If the much-awaited decision of the Supreme Court of Pakistan on the Panama Leaks case is being portrayed as a historical verdict that will lead to accountability of the highest public office of the state, then, the decision of the highest court of law in the Orange Line Metro Train case can expected to be a landmark judgment for upholding the fundamental principles of heritage preservation and participatory development in Pakistan.

With the start of the CPEC corridor, mass transportation projects such as Metro bus services have hit the large cities in Pakistan. Believing that they have perfected the art of selling high visibility projects to voters while earning sufficient corporate profits, the Pakistani politicians are going ahead with plans to multiply their political and economic gains with full speed.

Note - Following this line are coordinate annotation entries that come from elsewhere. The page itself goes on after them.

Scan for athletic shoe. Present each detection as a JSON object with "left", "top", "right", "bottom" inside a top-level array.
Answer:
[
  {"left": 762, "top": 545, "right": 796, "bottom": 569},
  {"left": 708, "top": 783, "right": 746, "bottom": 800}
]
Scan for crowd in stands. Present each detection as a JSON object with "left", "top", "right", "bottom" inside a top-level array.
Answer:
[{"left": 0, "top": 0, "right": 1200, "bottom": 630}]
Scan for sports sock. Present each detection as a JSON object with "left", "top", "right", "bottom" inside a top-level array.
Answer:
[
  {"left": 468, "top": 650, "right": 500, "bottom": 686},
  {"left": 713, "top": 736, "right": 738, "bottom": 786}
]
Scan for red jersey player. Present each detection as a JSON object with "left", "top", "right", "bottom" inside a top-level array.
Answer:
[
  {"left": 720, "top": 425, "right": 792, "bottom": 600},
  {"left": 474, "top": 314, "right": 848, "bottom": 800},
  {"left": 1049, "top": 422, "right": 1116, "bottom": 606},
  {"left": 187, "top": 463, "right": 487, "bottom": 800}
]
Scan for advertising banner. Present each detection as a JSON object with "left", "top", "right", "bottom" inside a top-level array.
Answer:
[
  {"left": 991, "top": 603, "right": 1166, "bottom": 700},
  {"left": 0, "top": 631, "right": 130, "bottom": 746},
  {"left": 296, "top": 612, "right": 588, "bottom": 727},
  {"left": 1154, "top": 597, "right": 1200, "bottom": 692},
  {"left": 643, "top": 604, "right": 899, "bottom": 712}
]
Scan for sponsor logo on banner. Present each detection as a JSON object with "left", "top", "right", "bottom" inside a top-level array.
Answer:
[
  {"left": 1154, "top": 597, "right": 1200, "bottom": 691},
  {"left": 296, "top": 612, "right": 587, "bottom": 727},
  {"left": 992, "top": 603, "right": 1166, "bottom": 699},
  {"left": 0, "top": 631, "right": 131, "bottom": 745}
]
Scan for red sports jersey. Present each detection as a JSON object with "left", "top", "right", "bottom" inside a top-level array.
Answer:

The 27.1 km long Orange Line Metro Train project in Lahore is another mass transit system in Pakistan. It traverses the most densely populated parts of the city, but its social and cultural impact on the historic urban landscape of Lahore has not been given due attention.

Without much care for the massive human displacement and threat to the built heritage of Lahore city, the Orange Line project has used the most primitive form of underground construction methods — the cut-and-cover method that involves digging a semi-underground tunnel by cutting the ground at a street-level. This method was abandoned by London Underground systems in 1825, given the large-scale demolition of buildings and human cost of displacement.

Tragically, the cut-and-cover method used by the project is the prime cause of the ongoing demolition in a 1.7 km stretch inhabited by over 100,000 people. Most of the city’s historic sites, including World Heritage Sites such as Shalimar Gardens, are located along this stretch.

Rather than using the latest technology of deep tunnel boring, employed in every single underground transport system in the world today, in which tunnel boring machines (TBM) excavate tunnels while boring through earth and stone with limited damage at street-level, the Punjab government went ahead with the destruction of the urban cultural landscape of Lahore.

In a similar scenario, Indian engineers of the metro train project in the historic city of Delhi (called the Heritage Line) had chosen to go deep underground through TBM to save their heritage, including Red Fort or Lal-Qila. Sadly, Pakistani engineers from NESPAK designed the Orange Line largely over the ground to save project’s finances at the cost of mass human displacement as well as an irreparable loss to national heritage.

The apathy of society, including the fashionable elite, public intellectuals and artists towards the drama of death and destruction unfolding right before our eyes is overwhelming. A self-serving regime of urban planners, architects, engineers, economists, and lawyers colludes with large corporations and the political elite, and turns the human and cultural cost of urban development into a small variable of compensation, in token return for a complete annihilation of our human and cultural landscape.

This is what lies at the heart of the ephemeral urban disaster caused by the Orange Line project in Lahore.

The complicity of modern urban professionals with the land mafia and political elite is further consolidated by the conspiracy of silence towards the draconic laws of the state such as the Land Acquisition Act of 1894, which gives full legal cover to land grabbing in the name of ‘public proposes’. The reference to the public good that gives the land grabbing act a moral force is never defined in the law.

If the Constitution of Pakistan, in line with UN Declaration of Human Rights, gives the fundamental right to hold property, then why the legitimacy and indiscriminate use of infamous Land Acquisition Act by successive governments over the decades, to deprive people of their property and livelihood, is not questioned by advocates of human rights and civil liberties? While this Act is the primary cause of public discontent and development-induced displacement of millions of people in Pakistan, no serious effort has been made by the legislature to amend it.

While the business thugs and land mafia profit by draconian laws of the colonial era, the urban elite of Lahore sits quietly by the side, mourning the tragedy from the safety of their sheltered and shielded lifestyles. The discourse of national development sounds so hollow when it continues to demand supreme sacrifices from the people, but without giving them their constitutional rights and privileges in return.

Whatever may be the outcomes of Supreme Court deliberations, it is evident from court proceedings that if Orange Line Metro Train project is truly believed to be more than an election stunt, then certainly a large number of engineering solutions to the problem can be gainfully employed to save the historic urban landscape of Lahore.